The fix command

The fix command attempts to address advisories detected from one or more advisory databases by recursively applying patched versions of crates until it reaches your workspace members and edits one or more of them to reference the fixed version(s) so the advisories no longer apply.

Note that the larger the workspace and the more dependencies that are used within it, the higher the likelihood that the fix command will not be able to update completely to the fixed version of the crate, as every crate that transitively depends on the crate the advisory applies to needs to have a published version that depends on one more of the fixed versions, when the crate in question even has fixed versions at all.

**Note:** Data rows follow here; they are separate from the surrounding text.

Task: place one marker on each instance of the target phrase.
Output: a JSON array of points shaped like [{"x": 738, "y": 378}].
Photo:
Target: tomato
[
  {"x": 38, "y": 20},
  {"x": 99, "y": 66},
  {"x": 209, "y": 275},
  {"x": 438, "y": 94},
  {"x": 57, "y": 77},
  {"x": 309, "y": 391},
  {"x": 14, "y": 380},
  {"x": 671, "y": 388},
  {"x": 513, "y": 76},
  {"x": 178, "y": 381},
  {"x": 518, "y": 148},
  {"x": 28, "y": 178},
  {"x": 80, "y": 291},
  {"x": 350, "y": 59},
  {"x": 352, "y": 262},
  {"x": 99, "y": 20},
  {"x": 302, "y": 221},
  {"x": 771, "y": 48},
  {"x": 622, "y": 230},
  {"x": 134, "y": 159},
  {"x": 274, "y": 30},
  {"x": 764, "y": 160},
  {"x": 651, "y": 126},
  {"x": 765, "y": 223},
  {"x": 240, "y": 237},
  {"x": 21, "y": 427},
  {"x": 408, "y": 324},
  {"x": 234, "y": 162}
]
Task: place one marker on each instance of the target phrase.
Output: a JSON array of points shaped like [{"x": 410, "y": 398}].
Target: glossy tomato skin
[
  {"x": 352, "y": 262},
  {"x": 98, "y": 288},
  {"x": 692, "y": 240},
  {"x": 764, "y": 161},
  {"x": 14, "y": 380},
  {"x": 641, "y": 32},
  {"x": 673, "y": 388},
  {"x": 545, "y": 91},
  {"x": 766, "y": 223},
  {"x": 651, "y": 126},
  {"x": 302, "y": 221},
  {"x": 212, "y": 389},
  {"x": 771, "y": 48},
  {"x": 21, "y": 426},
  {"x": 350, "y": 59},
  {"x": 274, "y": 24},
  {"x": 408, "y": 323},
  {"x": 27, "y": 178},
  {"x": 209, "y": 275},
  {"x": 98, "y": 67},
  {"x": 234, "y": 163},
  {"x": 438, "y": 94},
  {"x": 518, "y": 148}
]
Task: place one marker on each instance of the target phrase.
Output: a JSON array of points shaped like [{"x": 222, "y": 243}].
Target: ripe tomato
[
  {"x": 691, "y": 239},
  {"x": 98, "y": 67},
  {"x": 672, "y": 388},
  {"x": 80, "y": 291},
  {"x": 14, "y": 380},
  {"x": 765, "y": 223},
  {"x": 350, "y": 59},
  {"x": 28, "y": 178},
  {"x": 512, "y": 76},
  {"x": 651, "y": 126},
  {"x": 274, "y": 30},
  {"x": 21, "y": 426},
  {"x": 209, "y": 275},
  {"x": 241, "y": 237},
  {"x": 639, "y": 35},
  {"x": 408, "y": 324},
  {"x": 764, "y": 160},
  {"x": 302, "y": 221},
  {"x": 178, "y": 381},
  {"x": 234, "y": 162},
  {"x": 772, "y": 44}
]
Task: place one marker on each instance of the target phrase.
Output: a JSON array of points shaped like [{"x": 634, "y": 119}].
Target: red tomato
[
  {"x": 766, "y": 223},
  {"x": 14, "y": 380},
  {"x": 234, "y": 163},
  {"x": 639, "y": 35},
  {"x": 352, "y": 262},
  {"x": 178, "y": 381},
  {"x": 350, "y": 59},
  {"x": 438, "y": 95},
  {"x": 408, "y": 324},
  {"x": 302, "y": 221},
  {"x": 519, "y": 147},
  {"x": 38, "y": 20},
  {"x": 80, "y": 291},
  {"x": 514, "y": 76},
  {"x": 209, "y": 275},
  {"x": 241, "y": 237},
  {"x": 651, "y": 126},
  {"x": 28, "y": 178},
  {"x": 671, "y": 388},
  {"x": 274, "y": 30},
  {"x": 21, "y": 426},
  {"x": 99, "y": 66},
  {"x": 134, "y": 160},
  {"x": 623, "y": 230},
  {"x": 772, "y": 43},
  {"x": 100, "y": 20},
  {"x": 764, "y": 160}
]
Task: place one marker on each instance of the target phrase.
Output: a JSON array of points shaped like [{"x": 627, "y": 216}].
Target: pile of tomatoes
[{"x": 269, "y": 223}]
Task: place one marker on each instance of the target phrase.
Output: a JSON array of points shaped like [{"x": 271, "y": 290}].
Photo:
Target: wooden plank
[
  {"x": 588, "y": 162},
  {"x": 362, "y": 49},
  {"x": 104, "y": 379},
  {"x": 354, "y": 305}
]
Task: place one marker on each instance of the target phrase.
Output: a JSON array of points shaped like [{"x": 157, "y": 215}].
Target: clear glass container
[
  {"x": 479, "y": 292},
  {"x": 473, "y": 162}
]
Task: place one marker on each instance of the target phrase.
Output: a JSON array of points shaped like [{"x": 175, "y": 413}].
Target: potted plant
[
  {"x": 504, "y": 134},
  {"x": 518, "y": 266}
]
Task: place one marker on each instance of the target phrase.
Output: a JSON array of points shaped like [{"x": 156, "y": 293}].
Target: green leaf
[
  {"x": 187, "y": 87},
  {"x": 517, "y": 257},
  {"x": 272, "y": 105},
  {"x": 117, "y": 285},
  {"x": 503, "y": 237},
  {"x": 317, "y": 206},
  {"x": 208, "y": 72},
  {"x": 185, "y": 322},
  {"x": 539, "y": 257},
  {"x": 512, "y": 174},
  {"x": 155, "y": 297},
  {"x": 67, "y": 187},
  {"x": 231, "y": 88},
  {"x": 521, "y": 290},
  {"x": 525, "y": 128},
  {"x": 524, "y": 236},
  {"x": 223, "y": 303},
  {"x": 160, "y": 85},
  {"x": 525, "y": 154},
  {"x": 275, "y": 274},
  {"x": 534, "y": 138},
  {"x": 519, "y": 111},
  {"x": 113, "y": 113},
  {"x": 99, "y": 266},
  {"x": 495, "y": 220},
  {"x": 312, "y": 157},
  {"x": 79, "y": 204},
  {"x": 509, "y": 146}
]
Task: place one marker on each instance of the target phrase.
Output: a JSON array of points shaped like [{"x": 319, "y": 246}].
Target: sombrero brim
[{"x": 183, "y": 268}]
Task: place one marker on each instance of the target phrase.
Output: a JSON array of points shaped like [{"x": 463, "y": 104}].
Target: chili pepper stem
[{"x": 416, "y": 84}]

Allows crates to be patched with versions which are incompatible with the current version requirements. So, for example, if you have

vulnerable-crate = "0.5"

and the vulnerability is fixed in version "1.0", the fix subcommand will be able to edit your manifest to be this

- vulnerable-crate = "0.5"
+ vulnerable-crate = "1.0"

even though they are semver incompatible.


Prints the diff for the manifest changes, but does not actually modify any files on disk

-d, --disable-fetch

Disable fetching of the advisory database and index

By default the advisory database and index are updated before checking the advisories, if disabled via this flag, an error occurs if the advisory database or index are not available locally already.


-c, --config

The path to the config file used to determine which crates are allowed or denied. Will default to <context>/deny.toml if not specified.